Gerçi Rusya Devlet Başkanı Putin, "Saldırı ABD ile olan ilişkilerimize zarar verdi" diyerek ilk cevabının ardından Rusya Federasyon Konseyi Savunma ve Güvenlik Komitesi, BMGK'yı konuya ilişkin acil toplantı yapmaya çağırmıştı. Fakat düpedüz dünyanın gazını almaya yarayan söylemlerdi bunlar. Fakat diplomatların sözleri çok sert görünüyordu. Rus haber ajansı Ria Novosti'de yer alan habere göre, Federasyon Konseyi Savunma Komitesi Başkanı Viktor Ozerov, ABD'nin Suriye'ye karşı giriştiği saldırıyı "Bu eylem BM üyelerine karşı yapılan agresif bir eylem" diye nitelendirerek, Rusya'nın BM Güvenlik Konseyi'nin toplanmasını talep edeceğini açıkladı. Öte yandan Rusya'nın BM Daimi Temsilci Yardımcısı Vladimir Safronkov, ABD'nin Suriye'ye askeri müdahalesinin "olumsuz sonuçları" olacağını söylemişti. Safronkov, BM Güvenlik Konseyi'nde İdlib kentinde düzenlen kimyasal saldırının görüşüldüğü kapalı oturumun ardından gazetecilere açıklamalarda bulundu. Safronkov, askeri müdahalenin "olumsuz sonuçlarından bu şüpheli ve trajik girişimi başlatanların sorumlu olacağı" uyarısında bulunmayı da ihmal etmedi. Olumsuz sonuçların ne olacağının sorulması üzerine Safronkov, "Irak'a Libya'ya bakın" diyordu.
Sonuçta Suriye rejimine saldırıda bulunan ABD saldırısının ayrıntıları da kısa zamanda ortaya çıktı. Yayınlanan görüntülere göre 50 milyon dolarlık bir tiyatro gösterisi oynandığı iyice belirginleşmiş durumdadır. İnşallah bu saldırının arkası gelir.
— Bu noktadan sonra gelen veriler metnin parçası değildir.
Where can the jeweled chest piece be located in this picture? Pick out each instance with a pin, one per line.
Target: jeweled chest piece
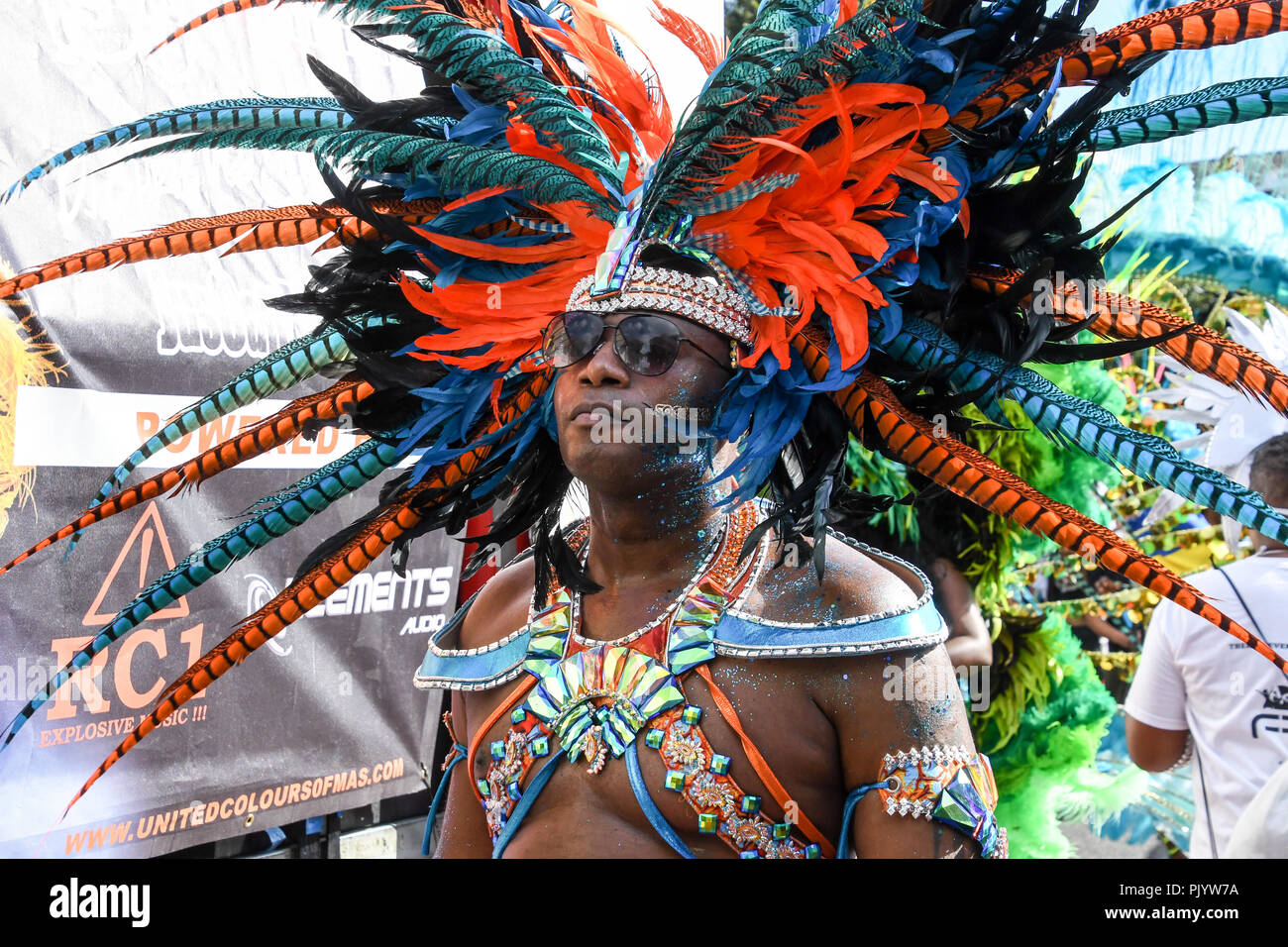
(597, 699)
Yoksa kusursuz bir komedi drama ile tekrar baş başa kaldık demektir.
Suriye’de kimyasal katliam yapan Esed rejimine karşı uluslararası toplum güya ayağa kalkmış, peş peşe açıklamalar yapıyordu. Böylece birikmiş olan gaz kısmen alınmış oldu.
Batılı medya organlarının servis ettiği ilk haberlere göre ABD'nin gerçekten Esed rejimine karşı bir hamlesi varmış gibi bir durum söz konusudur. Lakin bölgede yer alan muhalif aktivistlerin açıklamaları, ardından Esed rejiminin ''saldırının olacağından haberimiz vardı açıklaması'' ve akabinde ulaşan görüntülerde Hava üssünde yer alan tankların, radar sistemlerinin ve silah sistemlerinin hiçbir zarar görmeden sağlam bir şekilde yerinde durması olayın iç yüzünün iyice ortaya çıkmasına yaramaktadır.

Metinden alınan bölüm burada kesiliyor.